Evet sandık geniş kitleler için halen önemli bir simge. Keza demokrasi adına ellerinde olan yegane şey bu burjuva yanılsama. Ama birikmiş toplumsal öfkenin sandık bendini yıkıp geçecek bir kıvamda olduğu da gerçeğin başka bir yüzü.
Bu seçim dönemini sadece bunlarla anmayacağız. Mesela kendisine “İşçi Partisi” ismini yakıştıranların ya da “komünist” ismini kullananların bunun içini doldururken birçok anlamı nasıl karikatürize ettikleriyle de hatırlayacağız.
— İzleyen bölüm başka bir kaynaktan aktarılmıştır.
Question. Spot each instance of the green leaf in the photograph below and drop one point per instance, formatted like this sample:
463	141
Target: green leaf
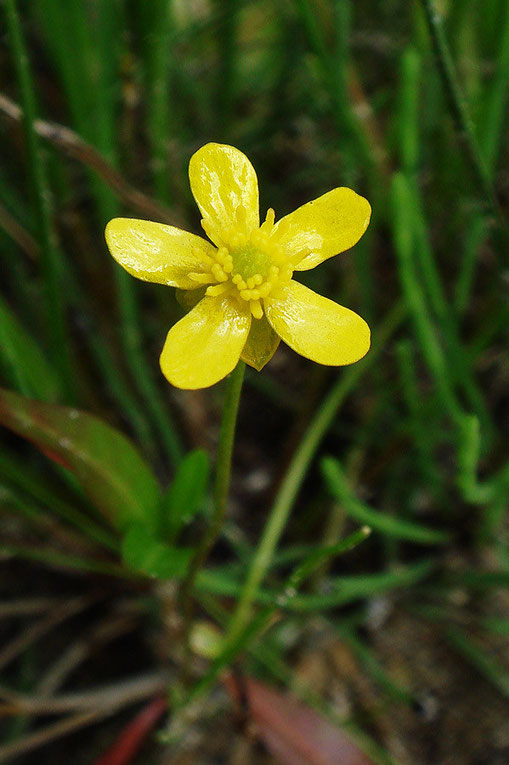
106	464
24	361
186	493
142	552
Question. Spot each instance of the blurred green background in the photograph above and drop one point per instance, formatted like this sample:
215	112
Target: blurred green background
405	102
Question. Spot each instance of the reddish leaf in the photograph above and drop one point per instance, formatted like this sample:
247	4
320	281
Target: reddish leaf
293	732
131	739
107	465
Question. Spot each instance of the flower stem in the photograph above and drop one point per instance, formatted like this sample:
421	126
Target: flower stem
295	475
221	489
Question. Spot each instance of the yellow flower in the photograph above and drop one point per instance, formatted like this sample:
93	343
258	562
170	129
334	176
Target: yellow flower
240	289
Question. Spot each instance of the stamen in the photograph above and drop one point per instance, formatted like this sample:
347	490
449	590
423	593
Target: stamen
218	272
256	309
201	278
217	289
269	220
239	281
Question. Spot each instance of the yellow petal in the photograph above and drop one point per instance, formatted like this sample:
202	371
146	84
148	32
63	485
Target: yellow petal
206	344
225	187
158	253
322	228
261	344
316	327
187	299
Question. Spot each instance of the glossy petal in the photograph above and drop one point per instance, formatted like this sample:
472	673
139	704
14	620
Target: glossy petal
316	327
206	344
187	299
225	187
324	227
261	344
158	253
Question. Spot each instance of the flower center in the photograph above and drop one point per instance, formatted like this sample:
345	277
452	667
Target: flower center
250	268
249	261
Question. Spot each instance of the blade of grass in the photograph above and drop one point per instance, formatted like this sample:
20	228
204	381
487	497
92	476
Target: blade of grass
297	470
51	265
457	104
382	522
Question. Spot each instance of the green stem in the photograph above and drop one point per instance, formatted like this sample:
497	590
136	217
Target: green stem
51	264
221	488
295	475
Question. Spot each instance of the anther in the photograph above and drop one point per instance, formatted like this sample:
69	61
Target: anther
201	278
256	309
218	272
216	289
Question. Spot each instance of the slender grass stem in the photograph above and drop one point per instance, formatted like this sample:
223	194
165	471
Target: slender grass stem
50	261
457	104
296	473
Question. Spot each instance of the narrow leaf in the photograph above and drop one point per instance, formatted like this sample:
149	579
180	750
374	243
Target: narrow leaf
106	464
187	492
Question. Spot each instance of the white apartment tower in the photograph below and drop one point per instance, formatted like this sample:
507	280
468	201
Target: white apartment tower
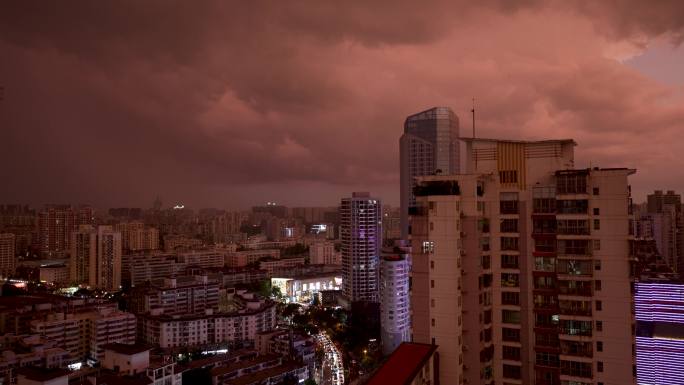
360	229
108	258
83	256
395	317
428	146
522	268
7	257
96	257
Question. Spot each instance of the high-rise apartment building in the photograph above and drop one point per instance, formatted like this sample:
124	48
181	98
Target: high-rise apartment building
20	221
395	317
108	258
57	222
136	237
360	229
428	146
323	253
83	256
7	255
664	211
96	257
522	268
659	343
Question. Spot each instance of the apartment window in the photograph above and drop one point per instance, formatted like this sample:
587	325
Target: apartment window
510	298
547	359
544	245
509	261
511	353
508	203
511	335
509	226
486	261
510	280
508	176
512	371
572	206
576	369
510	316
509	243
571	183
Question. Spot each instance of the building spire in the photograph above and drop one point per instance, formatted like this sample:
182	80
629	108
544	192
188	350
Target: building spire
473	111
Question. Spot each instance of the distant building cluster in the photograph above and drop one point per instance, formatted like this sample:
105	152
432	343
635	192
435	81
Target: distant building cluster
504	264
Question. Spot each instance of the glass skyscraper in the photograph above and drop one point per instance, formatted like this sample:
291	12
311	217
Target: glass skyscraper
428	146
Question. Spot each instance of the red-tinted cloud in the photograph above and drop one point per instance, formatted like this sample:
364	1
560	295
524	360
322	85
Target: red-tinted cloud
221	104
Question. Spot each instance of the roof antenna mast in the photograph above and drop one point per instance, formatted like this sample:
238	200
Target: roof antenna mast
473	111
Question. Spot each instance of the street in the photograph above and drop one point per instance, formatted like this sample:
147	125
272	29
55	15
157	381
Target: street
332	371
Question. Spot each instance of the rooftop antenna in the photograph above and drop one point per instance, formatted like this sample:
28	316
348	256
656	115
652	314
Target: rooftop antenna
473	111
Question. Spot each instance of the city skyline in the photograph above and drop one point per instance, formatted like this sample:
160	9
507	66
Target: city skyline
235	102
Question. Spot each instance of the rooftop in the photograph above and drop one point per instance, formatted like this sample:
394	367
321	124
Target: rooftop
258	377
243	364
126	348
403	365
41	374
572	141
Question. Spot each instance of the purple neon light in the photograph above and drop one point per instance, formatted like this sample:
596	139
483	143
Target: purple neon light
659	361
659	302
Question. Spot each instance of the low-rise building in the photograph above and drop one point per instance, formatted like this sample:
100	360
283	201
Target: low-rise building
410	364
303	288
54	274
324	253
42	376
247	257
84	333
272	265
28	350
172	331
183	295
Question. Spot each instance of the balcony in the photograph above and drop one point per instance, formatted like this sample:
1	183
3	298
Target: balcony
437	187
508	207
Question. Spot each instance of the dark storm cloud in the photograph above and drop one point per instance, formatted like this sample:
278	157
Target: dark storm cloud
113	102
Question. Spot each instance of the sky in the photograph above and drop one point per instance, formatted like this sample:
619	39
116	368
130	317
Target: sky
231	103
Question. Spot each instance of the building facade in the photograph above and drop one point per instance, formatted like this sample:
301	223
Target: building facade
659	333
542	268
108	258
395	316
429	145
361	234
7	254
57	222
83	256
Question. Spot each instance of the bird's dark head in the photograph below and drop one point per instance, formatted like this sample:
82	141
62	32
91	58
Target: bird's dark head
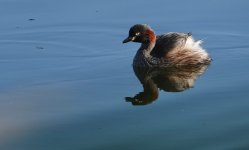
141	33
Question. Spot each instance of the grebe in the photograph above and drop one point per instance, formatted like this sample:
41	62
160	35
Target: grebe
170	49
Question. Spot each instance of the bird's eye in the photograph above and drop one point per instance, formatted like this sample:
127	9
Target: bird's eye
138	33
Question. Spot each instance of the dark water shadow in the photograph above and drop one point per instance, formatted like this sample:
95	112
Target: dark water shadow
170	79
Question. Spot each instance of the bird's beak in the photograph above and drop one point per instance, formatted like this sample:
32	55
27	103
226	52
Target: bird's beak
128	39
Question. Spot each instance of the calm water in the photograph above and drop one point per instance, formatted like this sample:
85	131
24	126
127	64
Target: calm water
65	74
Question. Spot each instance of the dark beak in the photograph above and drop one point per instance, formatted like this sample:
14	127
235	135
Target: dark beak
127	40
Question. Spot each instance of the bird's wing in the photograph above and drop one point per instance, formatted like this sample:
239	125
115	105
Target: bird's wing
169	41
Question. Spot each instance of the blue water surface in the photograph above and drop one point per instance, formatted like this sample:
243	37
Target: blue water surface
65	74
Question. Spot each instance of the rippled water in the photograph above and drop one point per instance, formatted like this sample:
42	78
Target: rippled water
65	74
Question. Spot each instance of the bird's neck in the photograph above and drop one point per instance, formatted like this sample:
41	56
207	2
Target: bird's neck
148	46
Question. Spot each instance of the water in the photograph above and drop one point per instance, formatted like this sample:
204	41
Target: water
65	74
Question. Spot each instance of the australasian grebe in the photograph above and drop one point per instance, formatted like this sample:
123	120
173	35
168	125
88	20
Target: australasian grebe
170	49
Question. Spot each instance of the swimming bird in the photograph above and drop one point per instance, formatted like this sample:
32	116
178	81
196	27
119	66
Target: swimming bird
169	49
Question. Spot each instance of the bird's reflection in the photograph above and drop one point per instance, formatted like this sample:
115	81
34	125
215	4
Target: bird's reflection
170	79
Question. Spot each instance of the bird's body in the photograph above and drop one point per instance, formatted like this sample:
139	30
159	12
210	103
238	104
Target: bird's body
174	49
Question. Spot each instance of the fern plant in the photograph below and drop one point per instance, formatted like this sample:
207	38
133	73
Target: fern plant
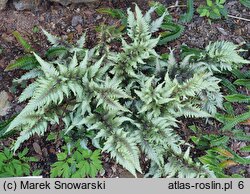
131	99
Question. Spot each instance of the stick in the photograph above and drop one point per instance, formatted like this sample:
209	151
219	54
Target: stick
240	18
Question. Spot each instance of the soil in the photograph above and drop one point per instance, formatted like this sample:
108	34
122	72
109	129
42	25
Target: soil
70	22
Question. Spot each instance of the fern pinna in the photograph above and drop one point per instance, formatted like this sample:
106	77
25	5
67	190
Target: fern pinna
132	100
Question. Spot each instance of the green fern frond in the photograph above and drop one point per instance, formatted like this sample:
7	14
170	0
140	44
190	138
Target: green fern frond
124	149
224	56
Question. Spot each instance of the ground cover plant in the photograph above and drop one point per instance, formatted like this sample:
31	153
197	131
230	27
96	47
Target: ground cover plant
129	103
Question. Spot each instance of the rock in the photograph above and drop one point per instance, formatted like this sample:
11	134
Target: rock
76	20
26	4
3	4
67	2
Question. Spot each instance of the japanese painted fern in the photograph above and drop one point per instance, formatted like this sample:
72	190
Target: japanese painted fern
132	100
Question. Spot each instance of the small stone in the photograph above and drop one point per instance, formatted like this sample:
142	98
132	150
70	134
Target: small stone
3	4
67	2
222	31
76	20
26	4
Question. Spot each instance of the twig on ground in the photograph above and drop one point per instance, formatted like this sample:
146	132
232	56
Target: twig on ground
240	18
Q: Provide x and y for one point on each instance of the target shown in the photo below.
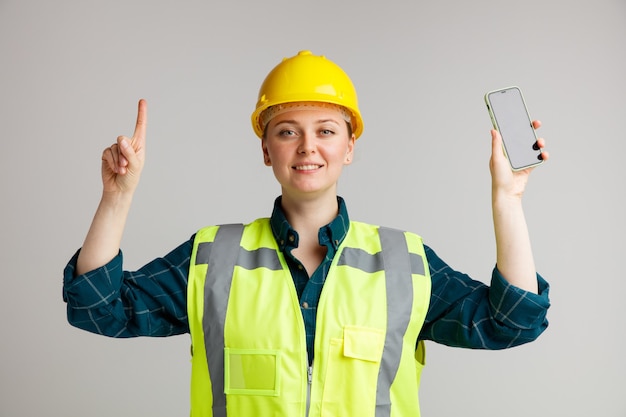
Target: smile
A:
(306, 167)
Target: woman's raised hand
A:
(123, 161)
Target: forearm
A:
(514, 253)
(104, 237)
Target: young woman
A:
(305, 312)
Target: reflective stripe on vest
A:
(225, 253)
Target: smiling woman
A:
(265, 339)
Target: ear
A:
(266, 156)
(350, 151)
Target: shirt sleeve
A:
(467, 313)
(151, 301)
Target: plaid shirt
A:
(152, 301)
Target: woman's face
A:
(307, 149)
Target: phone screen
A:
(510, 117)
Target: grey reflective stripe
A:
(370, 263)
(221, 257)
(259, 258)
(399, 285)
(358, 258)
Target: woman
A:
(265, 340)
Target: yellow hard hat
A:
(307, 78)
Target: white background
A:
(71, 73)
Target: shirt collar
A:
(287, 238)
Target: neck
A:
(310, 215)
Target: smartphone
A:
(509, 116)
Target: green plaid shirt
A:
(152, 301)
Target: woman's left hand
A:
(504, 181)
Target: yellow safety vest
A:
(249, 353)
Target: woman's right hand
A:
(123, 161)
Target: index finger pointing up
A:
(142, 120)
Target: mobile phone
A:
(509, 116)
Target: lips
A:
(307, 167)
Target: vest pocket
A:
(251, 371)
(352, 372)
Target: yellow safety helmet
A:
(307, 78)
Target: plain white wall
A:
(71, 73)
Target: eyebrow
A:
(320, 121)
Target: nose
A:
(307, 144)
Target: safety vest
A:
(249, 354)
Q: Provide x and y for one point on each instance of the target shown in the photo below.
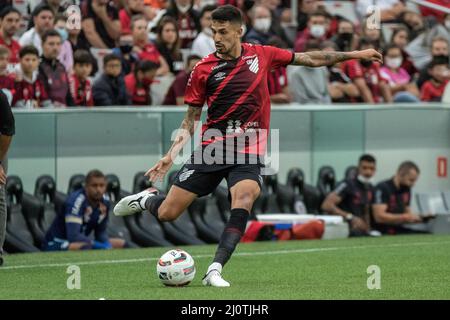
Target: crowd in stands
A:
(113, 52)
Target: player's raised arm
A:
(326, 58)
(187, 129)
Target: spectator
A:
(439, 48)
(168, 44)
(175, 94)
(204, 42)
(139, 81)
(109, 89)
(29, 91)
(261, 22)
(66, 54)
(43, 18)
(309, 85)
(9, 25)
(143, 48)
(340, 87)
(366, 76)
(352, 198)
(346, 38)
(6, 79)
(84, 212)
(318, 26)
(131, 9)
(400, 38)
(391, 208)
(399, 81)
(277, 80)
(52, 73)
(79, 84)
(187, 21)
(433, 89)
(100, 25)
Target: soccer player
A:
(233, 83)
TKP’nin “komünistliğini” işçileri aday göstererek kanıtlamasını ve aslında onlarla kurduğu dışardan ilişkiyi, TİP’in işçi sınıfının bileşeni olmayan adaylarını zorla işçi ilan etmesini, işçi tanımını değiştirecek kadar işi ileri götürmesini unutmayacağız. TKP’nin o ekonomist, bir o kadar da dışardan sınıf yaklaşımıyla Kürt bir öğretmeni TRT ekranına çıkararak “eskiden Kürt milliyetçisiydim, şimdi doğru yolu buldum” mealinde sözler ettirmesiniyse dünya görüşümüz açısından utançla hatırlayacağız.
Her biri ayrı ayrı üzerinde durulması gereken bu iki ters, ama aslında aynı noktada buluşan yaklaşımların kendilerini, sınıf devrimciliğinin zayıf olduğu bu koşullarda bazı sandalyelere oturtturabildiklerini unutmadan. Bu seçimin belki de en önemli sonuçlarından biri bu gerçeğin adeta gözümüze sokulmasıdır. Başka pekçok şeyle birlikte…
2023 seçimleri sonuçlarıyla birlikte her açıdan önümüze yeni mecralar açıyor vesselam.